Cette lecture fondamentaliste est la marotte de celles et ceux qui, de cette fête, en font une lecture daechienne. Plutôt qu’une lecture ouvrant le sens à la multiplicité d’approches, à la finesse du sens et de l’interprétation, ils en bétonnent un sens univoque, inscrit pour toujours dans la pierre… enfin : le pacte. 

Or, la force de cette journée est à réinventer. Elle réside dans le fait que chacun y puise ce qui fait sens pour lui, en lien avec un héritage, mais surtout dans une perpétuelle réinterprétation du présent, dans un rassemblement sans distinction de classe, de genre, ou d’appartenance. Le plus beau symbole de la fête du 1e août, étant finalement  le feu.      

 

Quel sens donner aux feux du premier août ?

Un sens horizontal d’abord. Celui du rassemblement, de la multiplicité de toutes les personnes qui composent la Suisse, de chaque souffle qui réside sur ce bout de terre, quelle que soit sa langue, sa religion, son origine, son passeport, selon son désir d’appartenir à un ensemble national et de contribuer à un bien être général, chacun amenant son combustible à ce qui réchauffe l'ensemble. 

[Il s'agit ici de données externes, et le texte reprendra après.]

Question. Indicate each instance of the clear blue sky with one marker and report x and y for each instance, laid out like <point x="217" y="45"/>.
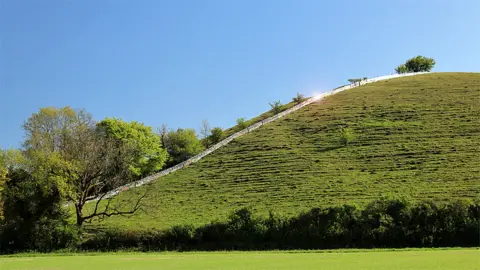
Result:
<point x="178" y="62"/>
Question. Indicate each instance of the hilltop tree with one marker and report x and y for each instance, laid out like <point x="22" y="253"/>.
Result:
<point x="401" y="69"/>
<point x="417" y="64"/>
<point x="67" y="148"/>
<point x="182" y="145"/>
<point x="276" y="106"/>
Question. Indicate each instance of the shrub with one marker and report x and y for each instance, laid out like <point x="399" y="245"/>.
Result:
<point x="241" y="123"/>
<point x="216" y="135"/>
<point x="299" y="98"/>
<point x="276" y="107"/>
<point x="383" y="223"/>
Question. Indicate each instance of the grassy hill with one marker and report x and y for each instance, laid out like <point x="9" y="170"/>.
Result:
<point x="415" y="136"/>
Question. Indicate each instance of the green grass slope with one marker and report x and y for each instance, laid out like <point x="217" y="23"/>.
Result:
<point x="415" y="136"/>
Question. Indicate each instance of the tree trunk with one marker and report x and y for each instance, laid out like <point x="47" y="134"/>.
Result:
<point x="78" y="210"/>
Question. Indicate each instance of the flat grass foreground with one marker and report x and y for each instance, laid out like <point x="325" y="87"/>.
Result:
<point x="378" y="259"/>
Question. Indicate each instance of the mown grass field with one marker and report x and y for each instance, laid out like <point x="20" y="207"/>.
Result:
<point x="417" y="137"/>
<point x="412" y="259"/>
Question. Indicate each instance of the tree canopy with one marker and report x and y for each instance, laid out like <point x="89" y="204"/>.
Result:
<point x="182" y="145"/>
<point x="82" y="159"/>
<point x="147" y="156"/>
<point x="416" y="64"/>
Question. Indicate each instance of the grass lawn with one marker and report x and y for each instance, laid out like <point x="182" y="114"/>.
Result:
<point x="411" y="259"/>
<point x="417" y="137"/>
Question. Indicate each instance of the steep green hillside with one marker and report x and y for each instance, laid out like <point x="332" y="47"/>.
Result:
<point x="415" y="136"/>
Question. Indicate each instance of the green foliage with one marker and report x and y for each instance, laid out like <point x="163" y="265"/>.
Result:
<point x="418" y="64"/>
<point x="148" y="155"/>
<point x="299" y="98"/>
<point x="404" y="145"/>
<point x="401" y="69"/>
<point x="346" y="136"/>
<point x="182" y="145"/>
<point x="34" y="217"/>
<point x="276" y="107"/>
<point x="216" y="135"/>
<point x="241" y="123"/>
<point x="381" y="224"/>
<point x="65" y="147"/>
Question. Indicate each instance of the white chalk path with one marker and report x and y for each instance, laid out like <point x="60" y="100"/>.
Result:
<point x="224" y="142"/>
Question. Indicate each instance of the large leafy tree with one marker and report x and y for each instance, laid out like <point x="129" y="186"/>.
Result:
<point x="148" y="155"/>
<point x="84" y="159"/>
<point x="417" y="64"/>
<point x="182" y="145"/>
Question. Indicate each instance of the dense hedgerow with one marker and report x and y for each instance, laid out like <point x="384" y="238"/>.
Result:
<point x="382" y="224"/>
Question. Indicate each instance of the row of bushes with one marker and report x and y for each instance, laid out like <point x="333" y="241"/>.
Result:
<point x="382" y="224"/>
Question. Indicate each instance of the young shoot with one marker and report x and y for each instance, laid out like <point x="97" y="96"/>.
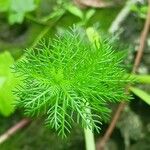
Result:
<point x="69" y="79"/>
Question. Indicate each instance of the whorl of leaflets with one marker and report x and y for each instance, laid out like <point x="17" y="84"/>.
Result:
<point x="69" y="79"/>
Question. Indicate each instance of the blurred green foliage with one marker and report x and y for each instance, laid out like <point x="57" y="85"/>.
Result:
<point x="16" y="9"/>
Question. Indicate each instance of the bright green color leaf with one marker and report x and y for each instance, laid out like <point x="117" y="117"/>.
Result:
<point x="7" y="83"/>
<point x="4" y="5"/>
<point x="16" y="9"/>
<point x="67" y="76"/>
<point x="140" y="93"/>
<point x="93" y="36"/>
<point x="141" y="78"/>
<point x="90" y="13"/>
<point x="75" y="11"/>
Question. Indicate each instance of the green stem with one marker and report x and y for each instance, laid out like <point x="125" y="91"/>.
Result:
<point x="89" y="139"/>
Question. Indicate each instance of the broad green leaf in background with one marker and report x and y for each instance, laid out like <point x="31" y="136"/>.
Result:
<point x="142" y="94"/>
<point x="4" y="5"/>
<point x="141" y="78"/>
<point x="17" y="9"/>
<point x="7" y="83"/>
<point x="75" y="11"/>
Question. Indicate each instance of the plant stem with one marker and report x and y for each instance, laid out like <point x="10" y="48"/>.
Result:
<point x="89" y="139"/>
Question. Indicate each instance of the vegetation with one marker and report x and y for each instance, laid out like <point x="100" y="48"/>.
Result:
<point x="71" y="74"/>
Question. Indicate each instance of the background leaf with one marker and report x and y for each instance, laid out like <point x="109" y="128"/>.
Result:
<point x="7" y="83"/>
<point x="140" y="93"/>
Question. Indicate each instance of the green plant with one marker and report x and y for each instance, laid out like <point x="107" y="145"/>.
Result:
<point x="7" y="84"/>
<point x="70" y="79"/>
<point x="17" y="9"/>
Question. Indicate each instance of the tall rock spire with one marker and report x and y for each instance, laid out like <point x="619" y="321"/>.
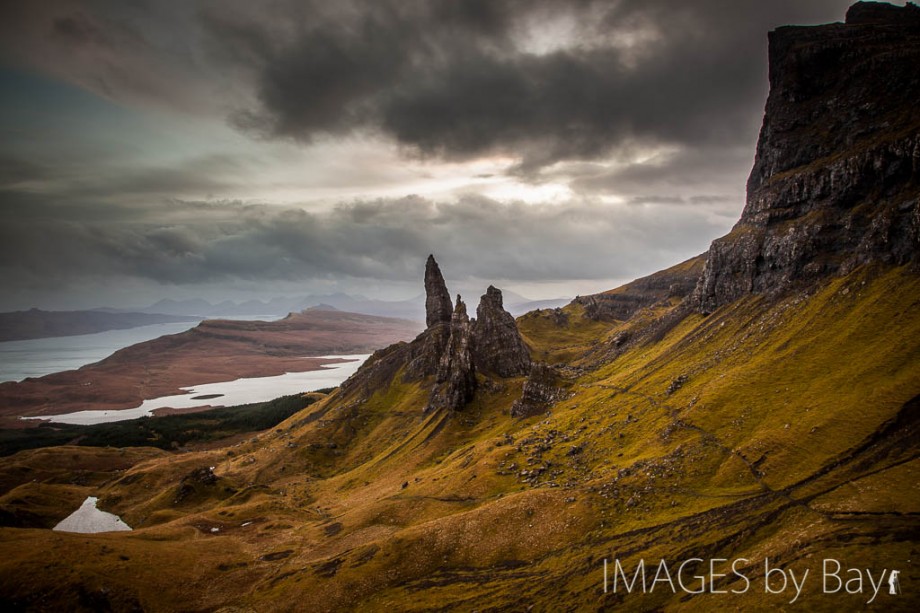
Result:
<point x="455" y="383"/>
<point x="438" y="308"/>
<point x="497" y="344"/>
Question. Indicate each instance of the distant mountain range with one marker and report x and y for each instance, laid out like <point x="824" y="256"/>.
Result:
<point x="412" y="309"/>
<point x="35" y="323"/>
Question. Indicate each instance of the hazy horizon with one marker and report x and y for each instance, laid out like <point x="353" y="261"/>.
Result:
<point x="224" y="151"/>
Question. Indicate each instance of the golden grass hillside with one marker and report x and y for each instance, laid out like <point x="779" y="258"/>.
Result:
<point x="783" y="430"/>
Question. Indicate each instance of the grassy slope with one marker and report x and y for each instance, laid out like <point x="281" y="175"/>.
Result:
<point x="771" y="447"/>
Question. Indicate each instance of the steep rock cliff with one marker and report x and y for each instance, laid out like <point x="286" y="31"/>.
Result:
<point x="837" y="171"/>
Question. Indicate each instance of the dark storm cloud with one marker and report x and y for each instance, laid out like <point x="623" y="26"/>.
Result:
<point x="445" y="79"/>
<point x="452" y="80"/>
<point x="383" y="239"/>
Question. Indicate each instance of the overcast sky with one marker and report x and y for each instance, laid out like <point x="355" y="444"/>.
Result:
<point x="233" y="149"/>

Dans une dimension verticale et plus spirituelle, par ce que les flammes élèvent et que le feu purifie. Cette dimension transcendante permet symboliquement de brûler le sclérosé, le moisi, se libérer d’un passé dépassé, pour commencer une nouvelle année, en s’affranchissant de l’emprise du passé, se donnant la liberté d’inventer un présent qui sera un futur.

 

Les feux du premier août appartiennent à un long cycle de morts et de renaissances, de ce qu’il faut abandonner du passé pour pouvoir continuer d’avancer dans ce monde, mais aussi de ce qui réchauffe, ce qu'il faut préserver et vivifier pour durer dans le temps, soit : la force d'un collectif. 

Les vieilles images d’Epinal, les mythes complaisants, s’ils nous bercent, nous empêchent aussi d'affronter le présent. Ainsi, bien plus que dans 1291 ou dans le 19e, ma confiance est placée dans la multitude qui entoure le brasier pour lui donner un sens vivifiant et tonique; dans ceux qui allument leur lampion au feu partagé.

 

Ma confiance est placée dans la joie de ce qui réchauffe et dans la force de ce qui brûle. Dans ces feux qui s'élèvent pour faire table rase du passé autant que pour rassembler et réunir. 

 

Bien plus qu'à la madeleine de Proust, ma confiance va au feu qui la cuit et la métamorphose.